Veronika Swienty: Beyond a Single Voice
- May 6
- 2 min read
Having worked in corporate fashion for many years, my approach became clear, recognizable, and trusted by clients who relied on my vision and experience.
Designing for professional environments goes beyond aesthetics. It involves durability, movement, comfort, sizing across different body types, and the ability to reproduce garments consistently over time. These issues are essential, and may feel limiting at the beginning, but I see them as starting point, as rules of a game, while keeping a fashionable and stylish angle.
But at a certain point, I felt the need for something else, a kind of evolution. A way to expand creativity within the precise and special realities of corporate fashion.
This reflection led to my vision and founding of Fashion Collective.

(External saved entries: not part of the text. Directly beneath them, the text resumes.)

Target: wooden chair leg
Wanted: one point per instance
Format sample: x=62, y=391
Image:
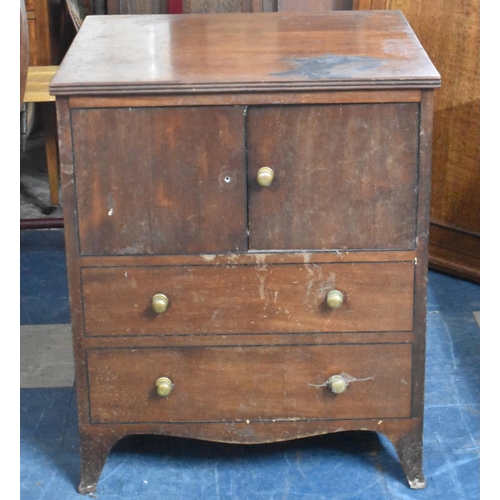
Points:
x=51, y=150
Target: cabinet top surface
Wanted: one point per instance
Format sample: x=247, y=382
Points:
x=244, y=52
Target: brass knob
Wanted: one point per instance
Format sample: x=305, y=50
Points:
x=159, y=303
x=164, y=386
x=265, y=176
x=334, y=299
x=337, y=384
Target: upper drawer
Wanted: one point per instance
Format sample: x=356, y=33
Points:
x=248, y=299
x=345, y=176
x=160, y=180
x=249, y=383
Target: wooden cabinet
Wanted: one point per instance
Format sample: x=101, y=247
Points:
x=132, y=7
x=244, y=205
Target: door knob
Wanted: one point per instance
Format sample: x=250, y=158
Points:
x=337, y=384
x=164, y=386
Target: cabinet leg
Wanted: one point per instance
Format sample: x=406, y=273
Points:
x=409, y=449
x=94, y=450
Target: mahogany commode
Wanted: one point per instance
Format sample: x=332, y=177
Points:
x=246, y=203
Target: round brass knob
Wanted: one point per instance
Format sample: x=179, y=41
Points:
x=159, y=303
x=334, y=299
x=337, y=384
x=265, y=176
x=164, y=386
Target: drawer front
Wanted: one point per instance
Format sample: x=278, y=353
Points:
x=345, y=176
x=251, y=383
x=160, y=180
x=248, y=299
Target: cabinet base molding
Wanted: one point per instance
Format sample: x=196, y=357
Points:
x=96, y=441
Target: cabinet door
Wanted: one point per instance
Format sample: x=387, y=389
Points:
x=345, y=176
x=160, y=180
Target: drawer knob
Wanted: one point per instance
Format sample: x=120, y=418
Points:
x=164, y=386
x=337, y=384
x=334, y=299
x=159, y=303
x=265, y=176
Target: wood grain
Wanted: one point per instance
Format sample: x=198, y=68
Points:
x=261, y=383
x=345, y=176
x=281, y=52
x=248, y=299
x=160, y=180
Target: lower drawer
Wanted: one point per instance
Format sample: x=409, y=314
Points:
x=281, y=298
x=249, y=383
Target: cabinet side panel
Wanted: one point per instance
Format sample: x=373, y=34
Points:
x=344, y=176
x=424, y=184
x=160, y=180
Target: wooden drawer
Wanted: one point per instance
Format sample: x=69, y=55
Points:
x=160, y=180
x=248, y=299
x=251, y=383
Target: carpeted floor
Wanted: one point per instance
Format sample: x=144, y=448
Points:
x=35, y=195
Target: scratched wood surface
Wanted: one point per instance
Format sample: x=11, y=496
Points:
x=197, y=52
x=454, y=49
x=229, y=383
x=121, y=349
x=248, y=299
x=161, y=184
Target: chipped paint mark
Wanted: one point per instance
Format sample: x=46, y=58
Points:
x=329, y=66
x=232, y=258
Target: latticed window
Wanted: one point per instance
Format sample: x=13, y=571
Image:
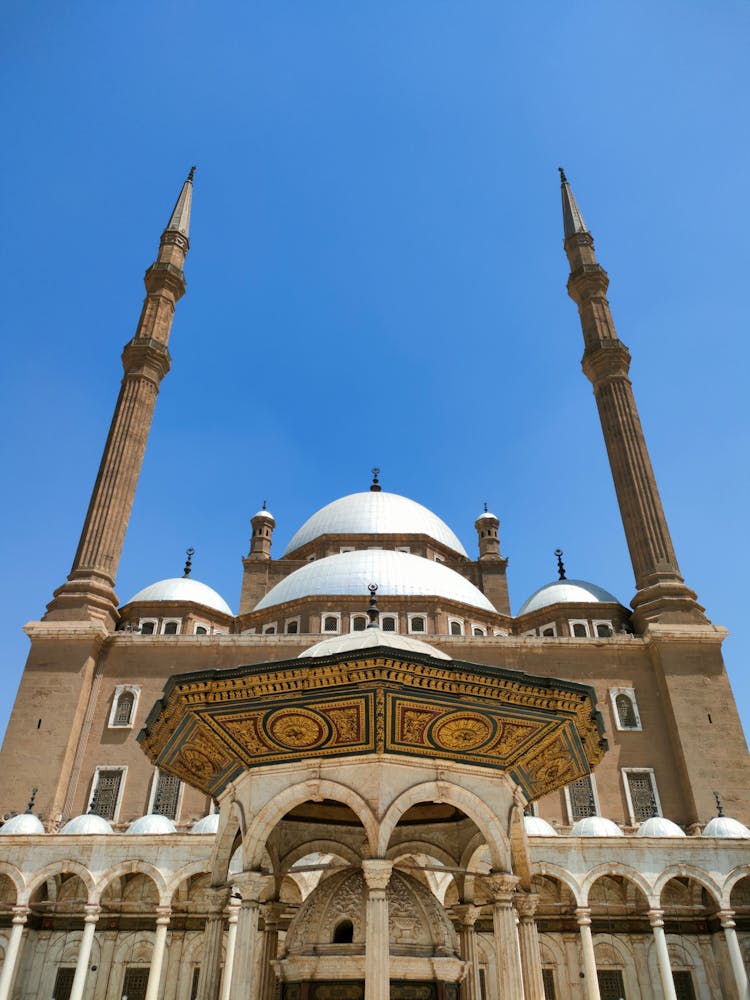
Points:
x=124, y=710
x=611, y=984
x=582, y=799
x=106, y=793
x=642, y=795
x=166, y=795
x=626, y=712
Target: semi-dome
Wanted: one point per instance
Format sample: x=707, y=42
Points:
x=535, y=826
x=659, y=826
x=396, y=574
x=152, y=823
x=24, y=823
x=209, y=824
x=725, y=826
x=87, y=825
x=596, y=826
x=567, y=592
x=371, y=637
x=184, y=590
x=374, y=513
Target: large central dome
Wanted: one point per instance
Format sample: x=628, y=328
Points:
x=375, y=513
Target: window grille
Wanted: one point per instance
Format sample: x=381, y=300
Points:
x=626, y=712
x=63, y=984
x=642, y=795
x=611, y=984
x=104, y=802
x=124, y=711
x=582, y=799
x=166, y=795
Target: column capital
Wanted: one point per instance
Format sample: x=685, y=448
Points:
x=377, y=873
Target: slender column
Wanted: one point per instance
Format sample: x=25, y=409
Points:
x=735, y=954
x=244, y=981
x=20, y=913
x=591, y=981
x=163, y=914
x=226, y=979
x=377, y=872
x=213, y=938
x=528, y=937
x=509, y=974
x=656, y=918
x=269, y=949
x=84, y=952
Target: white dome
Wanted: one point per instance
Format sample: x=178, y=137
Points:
x=659, y=826
x=596, y=826
x=372, y=637
x=537, y=827
x=24, y=823
x=396, y=574
x=566, y=592
x=185, y=590
x=209, y=824
x=87, y=824
x=153, y=823
x=725, y=826
x=374, y=514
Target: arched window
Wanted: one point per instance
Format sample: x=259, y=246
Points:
x=343, y=932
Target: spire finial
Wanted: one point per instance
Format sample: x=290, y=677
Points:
x=372, y=611
x=560, y=565
x=188, y=562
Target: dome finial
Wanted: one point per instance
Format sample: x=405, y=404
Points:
x=188, y=562
x=372, y=612
x=560, y=565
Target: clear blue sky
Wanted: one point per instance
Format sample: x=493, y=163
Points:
x=376, y=276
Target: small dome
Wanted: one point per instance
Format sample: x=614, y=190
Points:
x=87, y=824
x=566, y=592
x=376, y=513
x=153, y=823
x=725, y=826
x=659, y=826
x=369, y=638
x=396, y=574
x=209, y=824
x=185, y=590
x=596, y=826
x=537, y=827
x=24, y=823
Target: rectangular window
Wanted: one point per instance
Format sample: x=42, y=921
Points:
x=611, y=984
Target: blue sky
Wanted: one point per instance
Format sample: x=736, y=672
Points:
x=376, y=276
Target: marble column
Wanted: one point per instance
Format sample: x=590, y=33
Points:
x=590, y=980
x=467, y=915
x=269, y=948
x=377, y=873
x=656, y=919
x=735, y=954
x=84, y=951
x=509, y=974
x=528, y=937
x=163, y=914
x=251, y=886
x=20, y=913
x=226, y=978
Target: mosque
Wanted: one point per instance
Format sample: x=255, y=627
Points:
x=374, y=780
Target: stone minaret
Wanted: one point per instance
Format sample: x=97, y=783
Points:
x=88, y=593
x=661, y=594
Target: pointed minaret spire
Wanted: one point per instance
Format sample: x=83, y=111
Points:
x=572, y=218
x=661, y=594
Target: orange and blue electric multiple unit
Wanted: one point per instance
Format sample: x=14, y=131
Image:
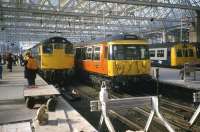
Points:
x=118, y=59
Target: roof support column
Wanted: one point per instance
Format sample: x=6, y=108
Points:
x=164, y=37
x=198, y=26
x=194, y=32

The idea was not to replace a singular vision, but to open it. To create a framework where different designers could thrive, each bringing their own language, their own sensitivity, their own way of approaching a garment and their expertise.
So, today, my role has naturally shifted.
I am no longer only designing collections myself. I guide, structure, and support a group of designers, helping them translate their creativity into the context of corporate fashion. From understanding a briefing, to explaining all the different aspects of a concept, fabric selection to proportions, to execution. I do not reshape their fashion vision but advise and help making their ideas stringent and come to life.
I see myself as a link between the client, who relies on my experience, and the Fashion Fellows, who bring fresh ideas and perspectives. My role is to anchor these ideas within the reality of corporate fashion, while allowing each designer’s individuality to remain fully present.
Design proposals are often very different from one another. Some are bold, others seek a more subtle approach, some focus on silhouette, others on detail. Rather than selecting one over the other too early or presenting one view to the client, we allow these perspectives to coexist. Each collection is presented to the client on equal footing and benefits from the same level of attention, visibility, and consideration, including my own.
As a designer, I step aside to allow designers with their new views and ideas into our client's world. This interaction with the designers is fuelling my own creativity and joy of creation. When at times, a collection developed by a Fashion Fellow may resonate more strongly with the client I am equally proud of this one collection. This is not a question of competition. It is a sign that the process is working.
The clients are looking for innovation, for modernity, for a fresh perspective. The collaboration with Fashion Fellows brings this energy. My experience ensures that all of Fashion Collective’s collections meet the level of quality, consistency, and expertise expected in corporate fashion.
With this infusion of fresh talent and ideas we can ensure both: innovation, young, freshness and all the expertise.